Last week, a friend sent me an email with some texts he wanted my feedback on. The email was titled “Every reader thinks that he’s a poet,” which I thought was lovely. This sentence got stuck in my head. Is he right?

Of course there are people who enjoy reading very much who’d never think about putting pen to paper themselves. But I do see some sort of correlation between friends who read and friends who write. Of course an interest in both seems logical: when you’re interested in writing narratives, you’re probably also interested in how other people do this, so you read their books. However, the skills are very dissimilar. Reading can be a very passive activity, whereas writing requires huge amounts of creativity. We all learn to read, but only some of us have the ability to write.

Many of my friends write, and they all have a very different attitude to reading. Some read ten books a month, some read books on how to write, some read a very different genre from the one they write, some just don’t read that much. But no matter how much or little they read, they all relate to the books they’ve read in one way or another. Maybe my friend’s quote is true, because we put writers on a pedestal. We have these romantic ideas of writers and poets as eccentric people writing at night, bursting with creativity, producing something we adore, and we want to be like them. I’d love to be able to be a full-time writer, and maybe the ideas we have about this bohemian lifestyle of writers is part of that longing.
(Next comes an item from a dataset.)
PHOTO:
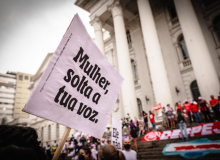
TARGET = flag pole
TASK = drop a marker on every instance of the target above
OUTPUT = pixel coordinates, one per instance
(61, 143)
But are these ideas so wrong? Maybe we have a flawed idea of what being a writer is all about, but maybe we need that idea. Putting your writing out there can be incredibly scary and maybe the idea of being rewarded with this romantic life is what helps us take the leap. If we’d focus on all the crap with negotiating your royalties, reaching deadlines, arguing with editors, getting shot down we’d be too terrified to even consider publishing. Maybe we need the hope of maybe, someday, being called a writer or a poet.